Previous studies of a wait-and-see approach have been done in a pediatrician’s office. This randomized, controlled trial was unique in that it took place in the ED in an environment where patients did not have a pre-existing relationship with the treating physician. This randomized controlled trial was completed over a one year period on children age 6 months to 12 years of age presenting to an emergency department and diagnosed with AOM. The children were randomized to receive either a standard prescription for an antibiotic or a wait-and-see prescription. All children also received ibuprofen and otic analgesic drops for pain control. Follow-up was conducted 3 times to determine outcomes such as rate at which prescriptions were filled, clinical course of the illness, unscheduled returns for medical care, and comfort with the wait-and-see method for future occurrences of otitis media. A wait-and-see prescription was a prescription that included instructions both verbal and written that states the caregiver was only to fill and administer the medication if the child was either not better or is worse in 48 hours from the visit. Parents in the standard group were encouraged to immediately fill the prescription and start treatment. Patients were excluded from the trial is they had intercurrent bacterial infection such as pneumonia, patient appeared “toxic” or was admitted. Other exclusion criteria included immunocompromise, myringotomy tubes or perforated TM, antibiotic use within 7 days, or when unable to be interviewed in follow-up due to language or lack of telephone. AOM was diagnosed and treated at the discretion of the ED physician. Amoxicillin was prescribed in greater than 90% of the cases with high dose treatment being given to most patients less than 2 years of age.

This study showed a statistically significant finding that prescriptions were not filled for 62% of children in the wait-and-see group vs. 13% in the standard prescription group. Parents who filled the wait-and-see prescriptions reported they did so because of fever (60%), otalgia (24%) and fussiness (6%). No serious adverse events occurred in either group and there was no difference in unscheduled medical visits. Otalgia was more common in the wait-and-see group while diarrhea was more common in the standard prescription group.

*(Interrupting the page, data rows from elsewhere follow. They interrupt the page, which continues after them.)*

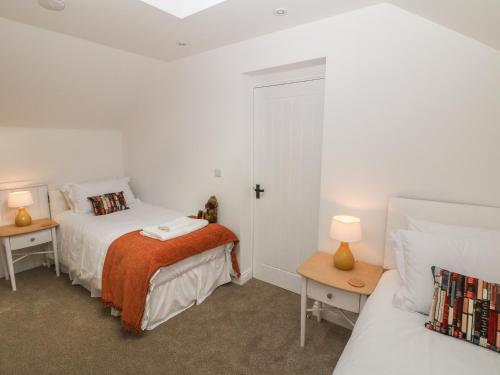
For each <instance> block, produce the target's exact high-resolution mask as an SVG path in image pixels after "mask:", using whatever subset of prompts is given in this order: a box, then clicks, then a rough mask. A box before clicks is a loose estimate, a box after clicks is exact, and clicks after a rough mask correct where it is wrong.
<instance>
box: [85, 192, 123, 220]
mask: <svg viewBox="0 0 500 375" xmlns="http://www.w3.org/2000/svg"><path fill="white" fill-rule="evenodd" d="M88 199H89V200H90V202H91V203H92V208H93V209H94V214H95V215H96V216H100V215H107V214H110V213H113V212H116V211H123V210H128V207H127V202H125V196H124V195H123V191H120V192H119V193H109V194H103V195H97V196H95V197H88Z"/></svg>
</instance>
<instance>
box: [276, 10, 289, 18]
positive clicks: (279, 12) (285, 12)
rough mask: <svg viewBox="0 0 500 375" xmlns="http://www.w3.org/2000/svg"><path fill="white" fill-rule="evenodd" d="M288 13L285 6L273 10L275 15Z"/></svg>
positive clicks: (281, 15)
mask: <svg viewBox="0 0 500 375" xmlns="http://www.w3.org/2000/svg"><path fill="white" fill-rule="evenodd" d="M287 14H288V9H286V8H278V9H275V10H274V15H275V16H286V15H287Z"/></svg>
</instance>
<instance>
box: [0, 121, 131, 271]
mask: <svg viewBox="0 0 500 375" xmlns="http://www.w3.org/2000/svg"><path fill="white" fill-rule="evenodd" d="M122 144H123V142H122V134H121V132H120V131H117V130H67V129H34V128H31V129H30V128H1V127H0V188H9V187H13V186H22V185H30V184H36V183H44V184H48V185H49V188H53V187H57V186H61V185H62V184H64V183H67V182H72V181H86V180H94V179H100V178H106V177H110V176H123V147H122ZM0 251H3V250H2V249H1V247H0ZM41 261H42V258H41V257H38V258H36V257H31V258H29V259H27V260H25V261H23V262H20V263H16V264H15V269H16V271H21V270H26V269H29V268H32V267H36V266H38V265H40V264H41ZM2 273H3V272H2V270H1V269H0V277H2Z"/></svg>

Overall the wait-and-see prescription for AOM diagnosed in the ED significantly decreases the use of antibiotics. Although there was a slightly longer course of otalgia (0.4 days) in the wait-and-see group, this was balanced against the 2-3 fold higher incidence of diarrhea in the standard prescription group. Not to mention even though there was a statistically significant difference, does 1/2 a day result in a clinically significant difference. The wait-and-see approach may be helpful in decreasing the problem of antibiotic resistance without increasing the risk of complications or return visits for untreated AOM. Although an immediate prescription may decrease the duration of otalgia this must be weighed against the risk of antibiotic use in what, for the most part, is a self-limited disease.